Saturday, June 11, 2016

Tempers

I am not sure if it's his age, or something else, but lately Jackson has been quite quick to anger, and it has me on edge, which makes me quick to anger as well. Even on our trip we both got angry at one another. I try to give him choices in things, but of course things like bedtime and going to school are non-negotiable. He has been using some bad words, and speaking in mean tones, I am used to him calling me stupid or an idiot if he doesn't get his way but it seems more and just beyond what I can tolerate. We had a big blow up today, I ended up carrying him to his room and holding the door closed while he banged on it and yelled at me from the other side.

It ended when I told him if his behaviour continues I will take action. And it ended in cuddles. It started when he asked me to fix a toy, I tried and it didn't work. He called the toy stupid, hit me, threw the toy, called me names, and tried to kick me. I told him the next time it happens the toy he's upset over will be going away. And if I hear it happens at school or daycare, any type of temper tantrum like that, no TV for the night. Which is honestly as much punishment for me as him.
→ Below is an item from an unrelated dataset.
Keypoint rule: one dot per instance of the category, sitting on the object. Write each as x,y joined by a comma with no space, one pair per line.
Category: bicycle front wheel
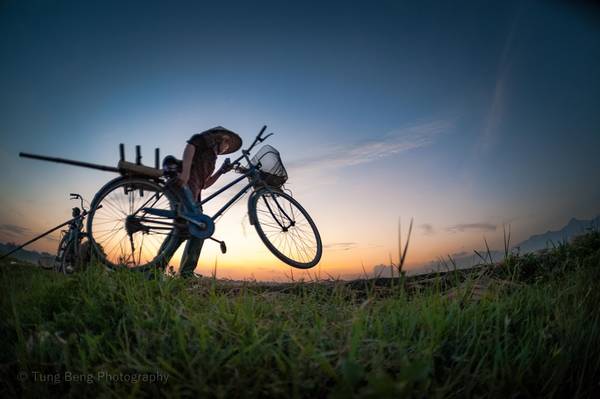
132,223
60,261
285,228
I also told him he had to eat dinner with me at the table, which caused another melt down. He likes to eat in front of the tv. I like to read while I'm eating. Neither are good habits of course, but I've always liked to read while I'm eating. So it's hard for me to enforce something I don't really want to do. But I did it. For at least a few minutes and mouthfuls any way. We will stretch the time until he's at the table for the whole meal. I hope.

I have been trying not to yell. I try and follow Dr Laura Markham's Peaceful Parent, Happy Kids. But somedays... oh somedays I just lose it and yell. I can hear myself saying things to him that I know are not the right choice. I am sarcastic, and I do sometimes say things to him that he doesn't understand. I know I need to work on my own response. I think it is harder because there is no other adult here to step in, so if I am losing it, there is no backup, no way for me to escape. I have tried to walk away, he follows me.

I think I need to take better care of myself. I am trying, but it can be difficult to spend the energy on myself when it takes so much to keep us on track. I have not been getting up early enough to exercise, I know I need to. It makes me feel better and of course could help me lose some weight. I have been taking time after work, before I go get him from daycare. I feel guilty about it but he enjoys playing at the park with the other kids, they get outdoor time after school. He tends to not eat the daycare offered snack, so then is starving by the time I get him, and it takes longer to get dinner on the table. A whole hour extra I leave him there. And still when I pick him up he doesn't want to go. I guess that hurts. Well I know it does but it shouldn't? Why do the other kids run to their parents, happy to leave, and mine has a fuss and wants to stay. I must be doing this all wrong, maybe he's right and I am stupid.

Then later he will be loving and want cuddles and to be close to me. He doesn't want me to leave at bedtime, wants to talk then. I believe we are lacking some connection, I try and maintain it and build it but I guess I need to do more. I find it hard, I love my son of course! He is smart and funny, he is also very active, and wants to be with me and talking, all the time. I am a quieter person, I like to read and relax. I do things for him because I know he likes to. Like going to the park, I hate it, he loves it, we do it. And I also know I need to get that exercise back on track, when I am active I want to be active. How silly is that, yet that's the way it works.

So I am trying, trying to not yell, to walk away instead of losing my temper. I am going to get active, and focus on eating better, for both of us. And there will be consequences for his losing his temper with me. I am tired of being yelled at myself, and I do not like who I become when he treats me like that. I know he's 6, and he doesn't really understand, but if he doesn't learn it now, when will he?

I'm also reading, a lot. I got a few books from the library and have a few more ordered. All about conscious parenting, simplifying, and I am hoping it will all work out. One step requires getting rid of toys... Jackson has a lot of toys. Way too many. I know this. I find it frustrating and irritating. So while he goes to my parent's in July, I will be boxing up toys. I know he will be angry about it when he gets home. I am not throwing them out (except the broken ones or ones he has outgrown), so they will be in boxes or bins, stored away and to be exchanged with the ones I leave out. He can choose to swap them or I can to mix things up. I hope it will help keep the house clutter free. I will also be trying to declutter my own things, it's only fair after all.